思いついたときに昭和の思い出話を綴ろうと思って、このnoteを書き始めた。でも、プロフィールに「ライター」と書いたせいか、ライター関連の記事がたくさんオススメに上がってきて、やっぱり同業者さんのお話は興味深くて読んでしまう。なので、自分もたまには「書く仕事」に関することが書きたくなってしまう。

てことで。

10月は久しぶりに、対面でいくつかインタビュー取材の仕事をした。やっぱり、現地に行って人の話を聞くのは楽しい。取材というのは本来、耳だけでなく五感を総動員してやるものだと思う。相手の言葉だけでなく、表情やしぐさ、立ち居振る舞い。その人の働く場所、周りの人たちの様子。その人の住む町の雰囲気。風景、風、匂い。そういうものすべて、これから紡ぎ出す文章の素材になり得る。
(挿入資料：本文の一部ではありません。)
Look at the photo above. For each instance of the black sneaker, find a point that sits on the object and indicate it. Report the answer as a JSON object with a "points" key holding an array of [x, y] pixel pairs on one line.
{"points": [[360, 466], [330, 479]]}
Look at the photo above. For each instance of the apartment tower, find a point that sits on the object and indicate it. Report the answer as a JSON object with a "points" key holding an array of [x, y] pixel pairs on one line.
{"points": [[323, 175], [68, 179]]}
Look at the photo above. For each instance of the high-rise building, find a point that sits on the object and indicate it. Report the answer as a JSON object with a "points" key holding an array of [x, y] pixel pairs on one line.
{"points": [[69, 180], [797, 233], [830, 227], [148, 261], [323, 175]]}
もっとも、書くべき記事のフォーマットが取材相手の一人語り形式だったり、一問一等形式だったりする場合は、相手の言葉以外の周辺情報を盛り込む余地は限られるから、「お話はオンラインで」というのも不可能ではない。でも、書き手の一人称で書く通常の記事は、画面越しのインタビューだけでは絶対に無理だ。
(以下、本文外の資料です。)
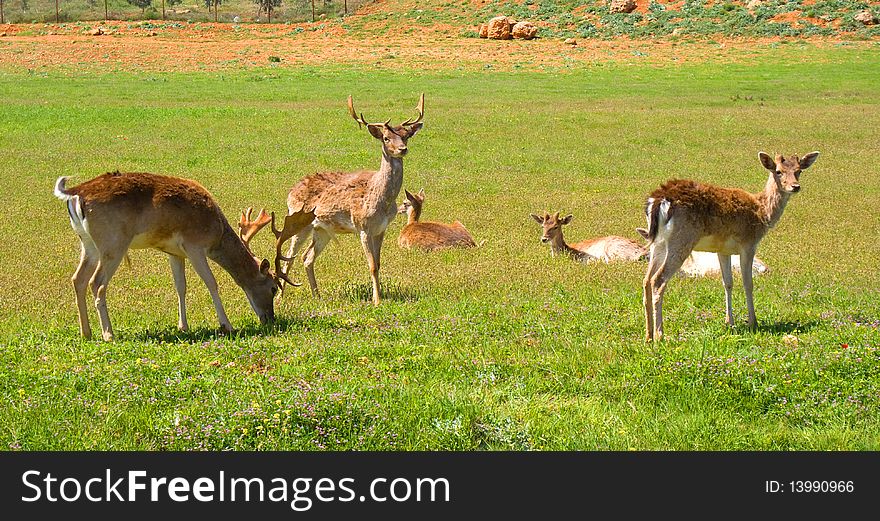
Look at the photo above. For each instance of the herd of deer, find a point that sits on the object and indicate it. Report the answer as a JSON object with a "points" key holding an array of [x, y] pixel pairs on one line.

ライターにもいろいろな種類があって、基本ネット上の情報収集のみで書くwebライティングというカテゴリもあるらしい(定義が間違ってたらすみません)。でも、わたしは人の話を聞いて文章をつくる仕事がメイン。だから、あの新型コロナパンデミックのときは人と会えなくなって、ただでさえ少ない仕事がますます減るかと思った。もちろん昔から電話取材というのはあったが、それは手短に事実関係の確認をする場合などに限られ、じっくりと話を聞くには「相手の顔を見ながら」というのが、発注側にとっても受注側にとっても当然であり常識であると、信じていたからだ。

無論、フリーランスというのはコロナの前から一人リモートワークみたいなものなので、会議や打合せがオンラインで済むのはわかっている。でもインタビューはただの情報のやり取りじゃない。ちょっと(かなり)カッコよく言えば人間対人間の真剣勝負。ネットでできるわけない、とわたしは思っていた。

でも、コロナ禍は長引き、クライアント側もそんなことを言っていたら仕事が回らないということで、否応なくzoomなどを使ったオンライン取材が始まった。画面越しの「勝負」には当然、最初は抵抗というか違和感もあった。が、こちらも背に腹は代えられない。やっているうちになんとか慣れていった。

そして、実際のところ、求められるアウトプットの形式・内容次第ではオンラインで十分事足りる場合もあるとわかってきた。

わたしの場合、この経験のおかげで却って仕事の幅は増えたように思う。他の要因も相俟って、コロナの前後で比べると、自分の住んでいる場所(今は福島県)に紐づく案件と、どこに住んでいてもできる案件の比率が逆転した。もっともこれはインタビューを伴わない編集系の仕事も含めての話だけれど、取材案件に限っても、最近オンラインで話を聞いた相手の所在地は東京、埼玉、熊本、宮城など。まったく便利な世の中になったものだ(コロナ以前からこれが当たり前だったライターさんには笑われそう😅)。

でも・・・。

やっぱり、わたしは対面で話を聞くのが好きだ。

いや、オンラインで十分な場合もあるとわかった今、どんな取材も対面でやりたい、という意味ではなくて。

現地に行って五感で取材しなければ絶対に書けないような文章を書きたい。生身の人間同士で勝負しなければ書けないような原稿を書きたい。

だから、いろんな意味で、がんばれ、自分。

二本松市東北(とうきた)地区の赤ソバ畑。
トップの写真も同じ場所だが空の様子でだいぶ見え方が違う。